The housing market has been shaken by rampant inflation and rising interest rates with additional shocks caused by the previous government's economic decisions.
But despite doom and gloom forecasts of price crashes up to 20 per cent, Michael O'Brien does not believe the market is in anywhere near as much trouble as it was in 2008.
The managing director of Home of Mortgages tells FTAdviser in Focus why he believes the wheels will continue turning in the housing market, and what the new cost of borrowing will look like.
FTA: You have previously said the property market is not in as bad a position as it was in 2008. Why is that?
MO'B: In 2008 the property market was directly affected due to the inability of borrowers being able to access the mortgage market.
High loan-to-value mortgage products were not available and large section of specialist lenders disappeared completely.
New build properties were hit the worst with some lenders only lending a maximum of 75 per cent LTV on new build apartments.
This lead many developers stopping in their tracks as they were unable to sell their products once built. None of these factors are evident in this market.
Borrowing has become more expensive, but lenders still have an appetite, greater financial stability and the desire for homeownership continues to be unwavering.
FTA: What's your outlook on the market if we head into a prolonged recession next year?
MO'B: House prices to fall back to 2021 levels, which in some areas of the country will mean up to 10 per cent falls and in others a smaller decrease.

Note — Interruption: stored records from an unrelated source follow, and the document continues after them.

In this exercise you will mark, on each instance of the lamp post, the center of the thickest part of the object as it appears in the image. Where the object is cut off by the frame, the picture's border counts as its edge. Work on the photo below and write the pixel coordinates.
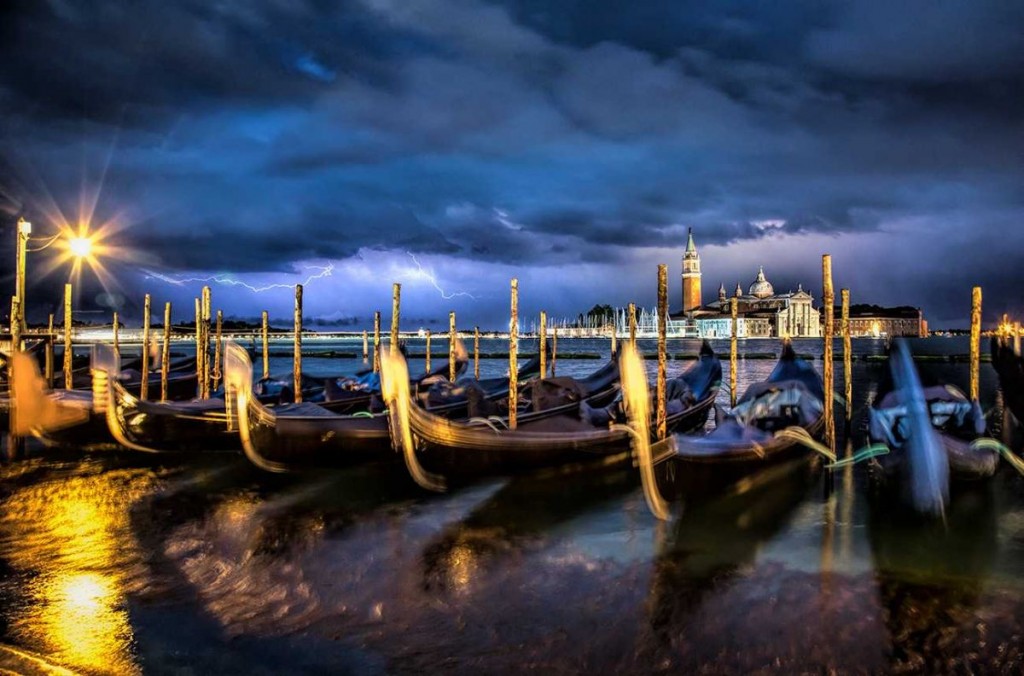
(24, 231)
(79, 247)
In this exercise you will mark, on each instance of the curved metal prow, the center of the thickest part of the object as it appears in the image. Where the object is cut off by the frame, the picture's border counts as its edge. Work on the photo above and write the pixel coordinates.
(637, 400)
(104, 366)
(394, 384)
(929, 464)
(34, 411)
(238, 397)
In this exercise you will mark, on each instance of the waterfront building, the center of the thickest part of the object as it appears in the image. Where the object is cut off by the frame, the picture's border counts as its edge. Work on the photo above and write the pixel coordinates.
(876, 322)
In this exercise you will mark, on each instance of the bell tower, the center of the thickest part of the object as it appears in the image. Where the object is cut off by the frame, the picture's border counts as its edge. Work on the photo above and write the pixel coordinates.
(691, 276)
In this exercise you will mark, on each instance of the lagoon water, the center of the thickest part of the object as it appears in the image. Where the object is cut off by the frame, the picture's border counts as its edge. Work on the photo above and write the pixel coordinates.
(131, 563)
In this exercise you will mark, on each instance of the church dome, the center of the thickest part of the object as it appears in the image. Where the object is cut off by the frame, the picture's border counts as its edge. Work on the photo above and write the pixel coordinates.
(761, 288)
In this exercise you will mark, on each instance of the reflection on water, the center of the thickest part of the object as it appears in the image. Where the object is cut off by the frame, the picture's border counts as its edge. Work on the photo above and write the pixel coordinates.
(71, 545)
(120, 564)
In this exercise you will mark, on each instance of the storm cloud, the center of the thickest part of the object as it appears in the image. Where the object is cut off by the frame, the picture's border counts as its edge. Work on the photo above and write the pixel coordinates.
(570, 143)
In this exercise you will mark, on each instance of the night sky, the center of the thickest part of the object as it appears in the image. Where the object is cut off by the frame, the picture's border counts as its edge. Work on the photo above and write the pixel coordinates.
(452, 144)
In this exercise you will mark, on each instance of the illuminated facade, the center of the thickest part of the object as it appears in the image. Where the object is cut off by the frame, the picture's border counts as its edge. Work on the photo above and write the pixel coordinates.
(875, 322)
(761, 313)
(692, 298)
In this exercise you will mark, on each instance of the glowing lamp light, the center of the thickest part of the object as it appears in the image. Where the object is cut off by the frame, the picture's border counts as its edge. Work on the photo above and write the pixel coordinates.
(80, 247)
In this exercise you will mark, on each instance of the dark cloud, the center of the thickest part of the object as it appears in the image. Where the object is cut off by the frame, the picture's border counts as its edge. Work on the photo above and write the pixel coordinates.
(254, 137)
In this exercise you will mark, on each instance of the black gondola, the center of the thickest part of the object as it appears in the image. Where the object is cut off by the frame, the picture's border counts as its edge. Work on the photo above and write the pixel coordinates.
(934, 434)
(774, 420)
(436, 448)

Should unemployment rise significantly, we may see a slightly higher fall but perhaps only to where we were pre-pandemic. My prediction is all based on supply and demand as lenders will still facilitate a market.

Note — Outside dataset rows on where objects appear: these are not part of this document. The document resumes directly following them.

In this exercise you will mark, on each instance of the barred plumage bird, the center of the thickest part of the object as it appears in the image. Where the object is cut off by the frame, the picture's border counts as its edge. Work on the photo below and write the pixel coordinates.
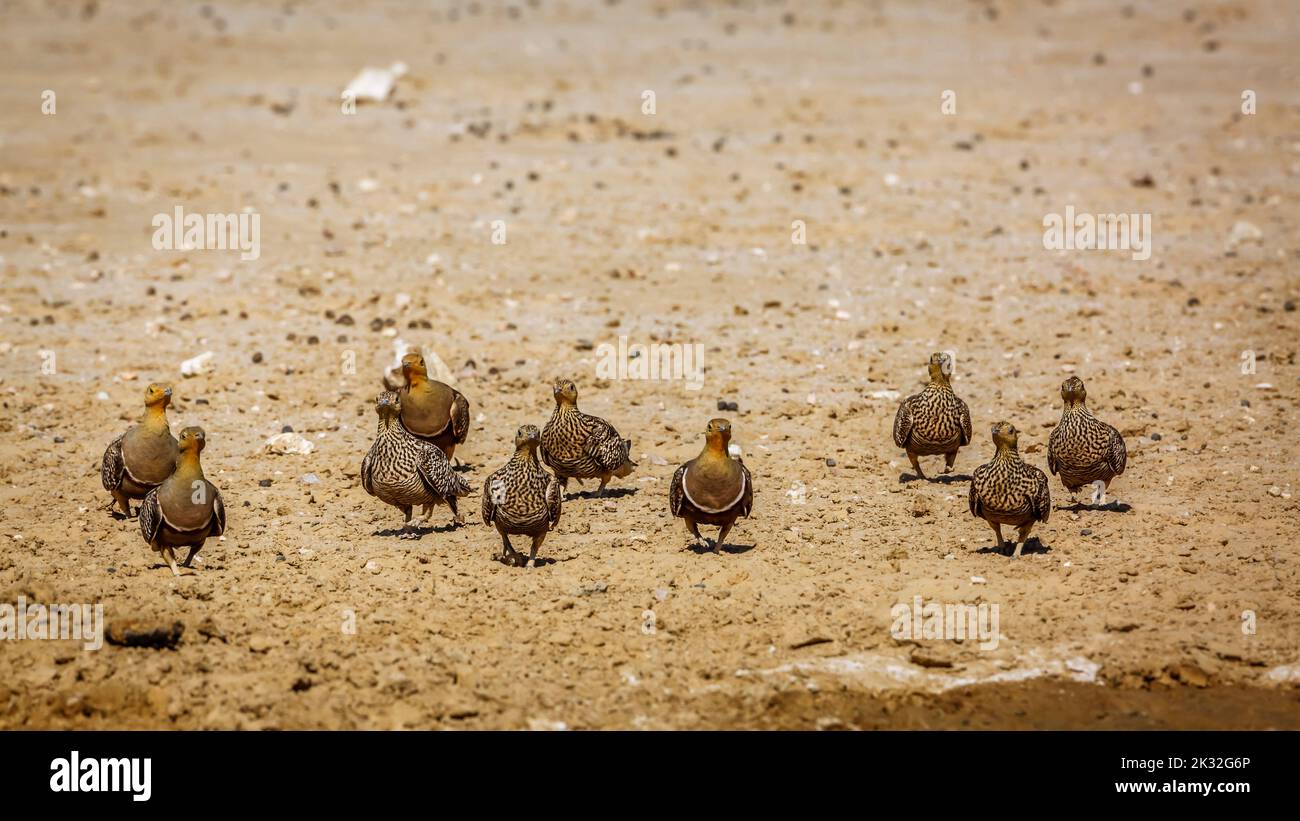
(580, 446)
(711, 489)
(521, 498)
(185, 509)
(1083, 448)
(137, 461)
(934, 421)
(403, 470)
(432, 411)
(1009, 491)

FTA: Do you think the government's stamp duty cuts are enough to keep the market going?
MO'B: The stamp duty cuts are welcomed but not nearly significant enough to effect action. Buyers that have the ability to buy would have purchased with or without the reduction in stamp duty.
The market will keep going once we borrowers have acclimatised to the new cost of borrowing being circa 5 per cent.
FTA: Some believe prices could crash up to 20 per cent over the next two years. What's your view on that?
MO'B: The lack of supply will stop house prices fall so steeply in my view. Despite the increased cost of borrowing over the past two months and daily reports of a house prices crash, agents are still selling houses daily.
Due to the unfair tax rules regarding mortgage interest for landlords, I can see an increase in landlords looking to offload some of their portfolio – a decision likely to be considered as they consult their mortgage adviser on the cost of their next fixed rate mortgage deal.